Cannabinol delays symptom onset in SOD1 (G93A) transgenic mice without affecting survival

Patrick Weydt*, Soyon Hong, Anke Witting, Thomas Möller, Nephi Stella, Michel Kliot

*Corresponding author for this work

Research output: Contribution to journalArticlepeer-review

72 Scopus citations

Abstract

Therapeutic options for amyotrophic lateral sclerosis (ALS), the most common adult-onset motor neuron disorder, remain limited. Emerging evidence from clinical studies and transgenic mouse models of ALS suggests that cannabinoids, the bioactive ingredients of marijuana (Cannabis sativa) might have some therapeutic benefit in this disease. However, Δ9-tetrahydrocannabinol (Δ9-THC), the predominant cannabinoid in marijuana, induces mind-altering effects and is partially addictive, compromising its clinical usefulness.
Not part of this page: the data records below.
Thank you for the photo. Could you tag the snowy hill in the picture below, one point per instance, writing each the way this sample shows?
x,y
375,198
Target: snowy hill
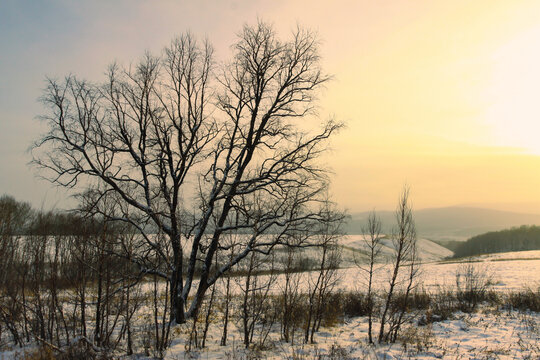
x,y
355,248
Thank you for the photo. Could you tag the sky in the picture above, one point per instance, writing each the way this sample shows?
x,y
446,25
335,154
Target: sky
x,y
440,95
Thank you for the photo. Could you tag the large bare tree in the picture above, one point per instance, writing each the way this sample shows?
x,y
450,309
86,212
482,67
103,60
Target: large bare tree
x,y
155,134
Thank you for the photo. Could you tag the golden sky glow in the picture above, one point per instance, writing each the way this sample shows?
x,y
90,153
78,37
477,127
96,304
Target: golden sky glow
x,y
442,95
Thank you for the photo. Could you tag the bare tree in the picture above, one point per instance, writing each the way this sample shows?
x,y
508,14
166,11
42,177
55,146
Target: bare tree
x,y
151,130
372,239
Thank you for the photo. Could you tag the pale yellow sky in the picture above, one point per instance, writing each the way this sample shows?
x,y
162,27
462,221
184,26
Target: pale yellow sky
x,y
441,95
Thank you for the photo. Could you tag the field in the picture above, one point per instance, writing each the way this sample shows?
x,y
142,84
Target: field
x,y
499,327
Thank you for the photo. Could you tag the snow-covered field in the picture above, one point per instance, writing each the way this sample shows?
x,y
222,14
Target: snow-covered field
x,y
484,335
490,333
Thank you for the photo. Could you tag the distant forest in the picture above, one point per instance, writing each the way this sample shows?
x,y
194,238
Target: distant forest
x,y
514,239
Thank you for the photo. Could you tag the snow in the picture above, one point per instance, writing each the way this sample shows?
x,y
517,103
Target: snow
x,y
486,335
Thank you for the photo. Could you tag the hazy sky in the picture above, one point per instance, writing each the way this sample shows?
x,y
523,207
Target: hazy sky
x,y
442,95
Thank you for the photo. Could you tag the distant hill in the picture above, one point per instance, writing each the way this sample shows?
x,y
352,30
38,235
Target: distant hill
x,y
516,239
451,223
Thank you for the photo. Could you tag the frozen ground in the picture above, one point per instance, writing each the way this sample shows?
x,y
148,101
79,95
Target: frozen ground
x,y
486,335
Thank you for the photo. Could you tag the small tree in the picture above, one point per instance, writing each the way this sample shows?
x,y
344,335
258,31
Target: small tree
x,y
404,243
372,239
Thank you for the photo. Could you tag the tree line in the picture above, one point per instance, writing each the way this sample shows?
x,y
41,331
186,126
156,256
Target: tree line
x,y
520,238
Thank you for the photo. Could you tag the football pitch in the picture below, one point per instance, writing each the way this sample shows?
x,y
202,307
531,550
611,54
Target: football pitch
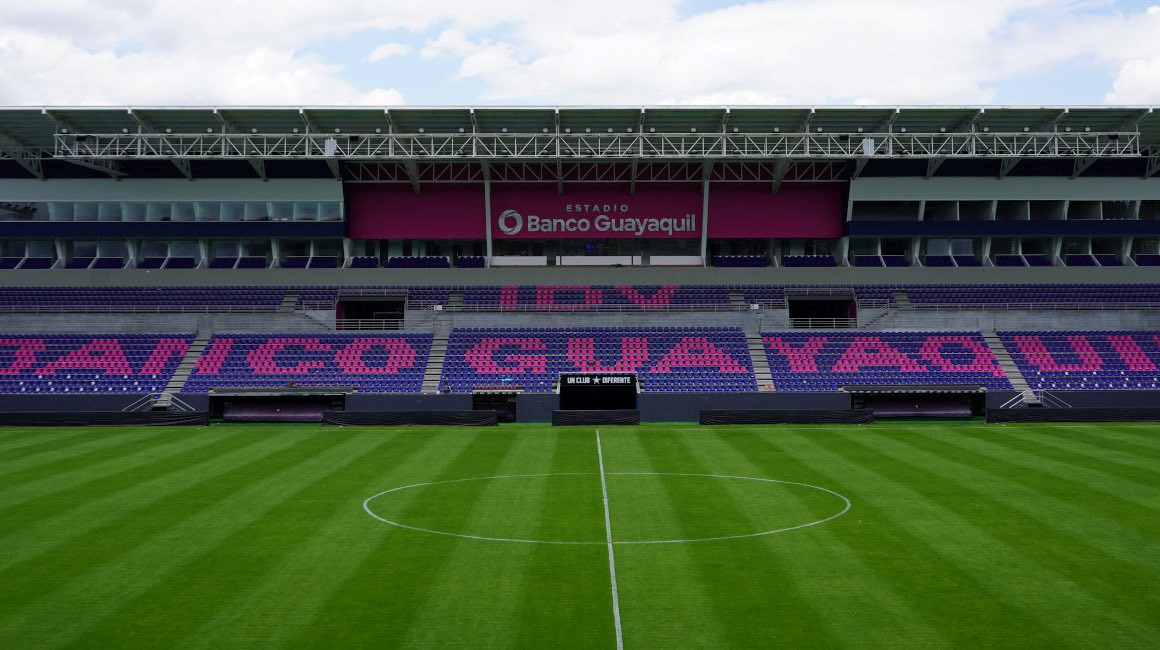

We therefore tested whether cannabinol (CBN), a non-psychotropic cannabinoid, influences disease progression and survival in the SOD1 (G93A) mouse model of ALS. CBN was delivered via subcutaneously implanted osmotic mini-pumps (5 mg/kg/day) over a period of up to 12 weeks. We found that this treatment significantly delays disease onset by more than two weeks while survival was not affected. Further research is necessary to determine whether non-psychotropic cannabinoids might be useful in ameliorating symptoms in ALS.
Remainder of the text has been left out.